Aktuelle Stunde: Umsetzung der Istanbul-Konvention

Stadtverordnete Ursula auf der Heide, GRÜNE:

Herr Stadtverordnetenvorsteher,

sehr geehrte Kolleginnen und Kollegen!

Ja, Deutschland hat beschämend spät die Istanbul-Konvention ratifiziert. Ja, es gibt Handlungsbedarf und Handlungspflicht auf allen staatlichen Ebenen, im Bund, im Land, in den Kommunen, auch in Frankfurt. Die Einrichtung von Koordinierungsstellen ist dabei aber das geringste Problem, aber sie ist natürlich auch notwendig. In Hessen ist die Umsetzung der IK im Koalitionsvertrag verankert und mit ersten Mitteln versehen. Die Koordination liegt bei der Staatssekretärin im Sozialministerium. Auch in Frankfurt werden wir das rechtzeitig lösen, aber Planstellen in Dezernaten und Ministerien sind für uns GRÜNE nicht die brennenden Fragen. Das sind andere, die ich hier gar nicht skizzieren will.

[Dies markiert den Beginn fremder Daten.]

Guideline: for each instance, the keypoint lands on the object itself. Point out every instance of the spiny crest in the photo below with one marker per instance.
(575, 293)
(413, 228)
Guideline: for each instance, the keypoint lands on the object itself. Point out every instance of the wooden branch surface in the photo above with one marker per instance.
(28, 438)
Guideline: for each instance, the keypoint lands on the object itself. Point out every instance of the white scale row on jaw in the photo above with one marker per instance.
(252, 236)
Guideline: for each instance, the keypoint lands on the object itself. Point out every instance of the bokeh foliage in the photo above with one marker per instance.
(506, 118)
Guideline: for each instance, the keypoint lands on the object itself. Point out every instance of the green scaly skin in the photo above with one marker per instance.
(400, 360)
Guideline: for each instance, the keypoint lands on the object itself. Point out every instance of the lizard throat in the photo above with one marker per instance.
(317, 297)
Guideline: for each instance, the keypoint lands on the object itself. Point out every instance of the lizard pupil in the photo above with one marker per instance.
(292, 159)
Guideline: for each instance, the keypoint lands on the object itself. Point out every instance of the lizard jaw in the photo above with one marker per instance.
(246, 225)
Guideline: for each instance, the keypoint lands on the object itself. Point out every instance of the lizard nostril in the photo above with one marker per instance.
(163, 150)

Ich gebe eine Triggerwarnung: Eine Frau wird seit Jahren von ihrem Mann, mit dem sie zwei Kinder hat, geschlagen. Schließlich zeigt sie ihn an, er wird der Wohnung verwiesen, es ergeht ein Näherungsverbot. Nach einiger Zeit überzeugt der Mann die Behörden, dass er einsichtig ist und reklamiert den Umgang mit den Kindern. Die Polizei bringt ihn zur Wohnung. Als der Vater die Wohnung betritt, legt sich der Vierjährige starr auf den Boden und stellt sich tot. In diesem Beispiel ist Schlimmeres unterblieben. Aber in Deutschland lässt das Umgangsrecht den Anwendenden einen erheblichen Spielraum. "Es gibt starke Zweifel daran, ob die rechtmäßige Berücksichtigung häuslicher Gewalt in Deutschland in der Entscheidungspraxis der Familiengerichte sichergestellt ist. Es gibt gesetzgeberischen Handlungsbedarf in Deutschland", so die UN‑Frauenrechts-konvention.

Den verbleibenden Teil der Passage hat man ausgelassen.